Using e-books and tablets at night 'will keep you awake' PDF Print E-mail

Many of us enjoy snuggling up in bed with a book to wind down at the end of the day.


But scientists have discovered that the millions who read their bedtime stories on a tablet or e-book that emit lights are actually keeping themselves awake.



According to the Mail Online, the scientists found that people who regularly read electronic books before lights out, sleep for fewer hours.


This is because the blue glow emitted by the electronic devices can destroy the body’s natural rhythm.


During the two-week study, 12 participants read electronic books for four hours before bedtime. The experiment was then repeated with printed books.

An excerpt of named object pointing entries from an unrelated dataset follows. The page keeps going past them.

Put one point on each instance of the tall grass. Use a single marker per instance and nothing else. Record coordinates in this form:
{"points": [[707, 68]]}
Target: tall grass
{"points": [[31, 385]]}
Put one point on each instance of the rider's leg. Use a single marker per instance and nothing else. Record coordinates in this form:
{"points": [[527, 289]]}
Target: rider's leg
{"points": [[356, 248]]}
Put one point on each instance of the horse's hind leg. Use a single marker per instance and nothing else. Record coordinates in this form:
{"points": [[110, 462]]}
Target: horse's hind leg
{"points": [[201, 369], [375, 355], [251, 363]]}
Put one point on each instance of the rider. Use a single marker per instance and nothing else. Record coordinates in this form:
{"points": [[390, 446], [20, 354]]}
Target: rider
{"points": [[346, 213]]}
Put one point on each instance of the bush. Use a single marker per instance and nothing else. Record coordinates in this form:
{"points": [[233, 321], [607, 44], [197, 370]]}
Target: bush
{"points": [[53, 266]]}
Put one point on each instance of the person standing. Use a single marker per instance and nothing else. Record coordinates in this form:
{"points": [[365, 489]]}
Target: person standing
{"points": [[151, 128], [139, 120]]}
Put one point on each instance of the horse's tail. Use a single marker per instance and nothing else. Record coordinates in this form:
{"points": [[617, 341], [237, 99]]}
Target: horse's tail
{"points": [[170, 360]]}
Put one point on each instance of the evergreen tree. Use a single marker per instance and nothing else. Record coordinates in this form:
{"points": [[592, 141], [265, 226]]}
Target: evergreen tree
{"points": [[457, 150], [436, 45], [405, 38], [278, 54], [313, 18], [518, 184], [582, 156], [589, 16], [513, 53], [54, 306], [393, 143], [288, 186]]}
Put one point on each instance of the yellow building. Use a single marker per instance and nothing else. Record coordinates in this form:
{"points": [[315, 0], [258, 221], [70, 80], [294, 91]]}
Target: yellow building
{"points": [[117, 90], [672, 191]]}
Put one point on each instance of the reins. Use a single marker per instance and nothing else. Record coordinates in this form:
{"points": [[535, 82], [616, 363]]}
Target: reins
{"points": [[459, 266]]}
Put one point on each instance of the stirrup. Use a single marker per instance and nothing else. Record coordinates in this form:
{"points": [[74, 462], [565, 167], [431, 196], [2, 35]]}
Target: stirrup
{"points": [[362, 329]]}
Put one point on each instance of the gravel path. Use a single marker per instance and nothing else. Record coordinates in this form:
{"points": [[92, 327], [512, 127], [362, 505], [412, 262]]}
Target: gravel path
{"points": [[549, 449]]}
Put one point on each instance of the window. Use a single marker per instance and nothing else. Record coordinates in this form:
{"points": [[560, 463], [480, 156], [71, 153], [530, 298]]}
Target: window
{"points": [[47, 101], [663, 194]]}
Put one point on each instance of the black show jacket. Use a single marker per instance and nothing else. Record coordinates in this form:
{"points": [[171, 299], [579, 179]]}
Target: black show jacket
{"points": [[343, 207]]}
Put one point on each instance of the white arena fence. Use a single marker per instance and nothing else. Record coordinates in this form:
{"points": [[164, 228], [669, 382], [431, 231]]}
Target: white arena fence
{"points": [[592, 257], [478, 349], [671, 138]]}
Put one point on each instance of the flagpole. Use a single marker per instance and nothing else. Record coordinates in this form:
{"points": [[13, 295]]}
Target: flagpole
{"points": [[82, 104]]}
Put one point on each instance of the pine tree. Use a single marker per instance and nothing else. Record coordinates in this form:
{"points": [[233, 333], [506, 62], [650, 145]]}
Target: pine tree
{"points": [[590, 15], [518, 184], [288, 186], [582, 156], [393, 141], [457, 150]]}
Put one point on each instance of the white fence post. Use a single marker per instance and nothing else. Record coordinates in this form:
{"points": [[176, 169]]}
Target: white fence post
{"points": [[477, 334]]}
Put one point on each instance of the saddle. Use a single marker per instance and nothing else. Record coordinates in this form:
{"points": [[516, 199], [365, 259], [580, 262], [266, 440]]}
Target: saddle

The researchers found that those reading on screens were less sleepy in the evening and took longer to fall asleep.


They had reduced levels of melatonin, a hormone which plays a role in inducing sleepiness.


And they took nearly ten minutes longer to fall asleep after reading an e-reader compared to reading a printed book. They also had a lower amount of rapid eye movement sleep – a stage thought to be crucial because it is when memories are consolidated.


The study was carried out by Penn State and Harvard universities in the US and published in the Proceedings of the National Academy of Science.


Lead researcher Dr Anne-Marie Chang said screens can have an "extremely powerful effect" on the body’s natural sleep pattern.


She added: "Participants reading a light-emitting e-book took longer to fall asleep and had reduced evening sleepiness, reduced melatonin secretion, later timing of their circadian clock and reduced next-morning alertness than when reading a printed book."